Enhancing Creativity in Large Language Models through Associative Thinking Strategies
Pronita Mehrotra, Aishni Parab, Sumit Gulwani
TL;DR
The paper investigates whether prompting a large language model (vGPT-4) to form associations between unrelated concepts can enhance creativity. It introduces two associative-thinking prompting strategies and evaluates them across Product Design, Storytelling, and Marketing using human judgments of originality and usefulness, with one-hop prompts tested in Product Design. Findings show that random association substantially increases originality across domains (notably ~40% in Product Design and ~28% in Storytelling), though usefulness gains are domain-dependent and sometimes diminished due to incongruity; the one-hop strategy often resembles the control. The work highlights both the potential and limitations of associative thinking as a practical tool for AI-assisted ideation, and points to context-switching and diversity of associations as important directions for future research.
Abstract
This paper explores the enhancement of creativity in Large Language Models (LLMs) like vGPT-4 through associative thinking, a cognitive process where creative ideas emerge from linking seemingly unrelated concepts.
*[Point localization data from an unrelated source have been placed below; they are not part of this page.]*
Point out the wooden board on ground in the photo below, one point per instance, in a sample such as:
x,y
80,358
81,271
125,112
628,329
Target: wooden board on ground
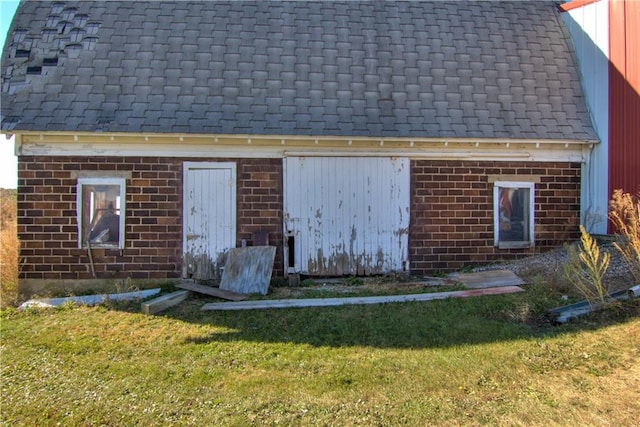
x,y
214,292
163,302
248,270
489,279
329,302
89,299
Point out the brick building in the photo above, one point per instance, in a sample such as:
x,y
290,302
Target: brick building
x,y
360,137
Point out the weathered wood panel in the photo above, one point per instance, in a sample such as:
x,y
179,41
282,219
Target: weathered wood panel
x,y
214,292
489,279
163,302
331,302
209,217
248,270
347,216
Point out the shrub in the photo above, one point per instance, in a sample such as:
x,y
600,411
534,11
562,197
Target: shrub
x,y
586,267
624,212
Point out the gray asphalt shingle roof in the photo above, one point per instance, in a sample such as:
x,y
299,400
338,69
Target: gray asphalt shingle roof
x,y
422,69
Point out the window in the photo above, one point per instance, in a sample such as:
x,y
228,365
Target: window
x,y
513,214
101,212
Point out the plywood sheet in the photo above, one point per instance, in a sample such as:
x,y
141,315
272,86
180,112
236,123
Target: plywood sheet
x,y
248,270
490,279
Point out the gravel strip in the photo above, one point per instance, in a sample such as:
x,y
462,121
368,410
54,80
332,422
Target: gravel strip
x,y
551,263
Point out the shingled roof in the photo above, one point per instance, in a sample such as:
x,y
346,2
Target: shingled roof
x,y
383,69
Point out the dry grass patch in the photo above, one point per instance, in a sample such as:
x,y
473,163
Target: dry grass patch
x,y
9,249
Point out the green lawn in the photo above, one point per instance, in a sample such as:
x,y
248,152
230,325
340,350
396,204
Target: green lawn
x,y
487,360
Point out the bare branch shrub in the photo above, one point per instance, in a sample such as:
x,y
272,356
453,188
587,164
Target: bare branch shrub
x,y
624,212
586,267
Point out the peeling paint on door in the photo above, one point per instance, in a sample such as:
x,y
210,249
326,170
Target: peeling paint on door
x,y
348,216
209,218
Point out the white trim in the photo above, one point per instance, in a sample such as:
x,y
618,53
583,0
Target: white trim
x,y
496,214
263,147
104,180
Associative thinking strategies have been found to effectively help humans boost creativity. However, whether the same strategies can help LLMs become more creative remains under-explored. In this work, we investigate whether prompting LLMs to connect disparate concepts can augment their creative outputs. Focusing on three domains -- Product Design, Storytelling, and Marketing -- we introduce creativity tasks designed to assess vGPT-4's ability to generate original and useful content. By challenging the models to form novel associations, we evaluate the potential of associative thinking to enhance the creative capabilities of LLMs. Our findings show that leveraging associative thinking techniques can significantly improve the originality of vGPT-4's responses.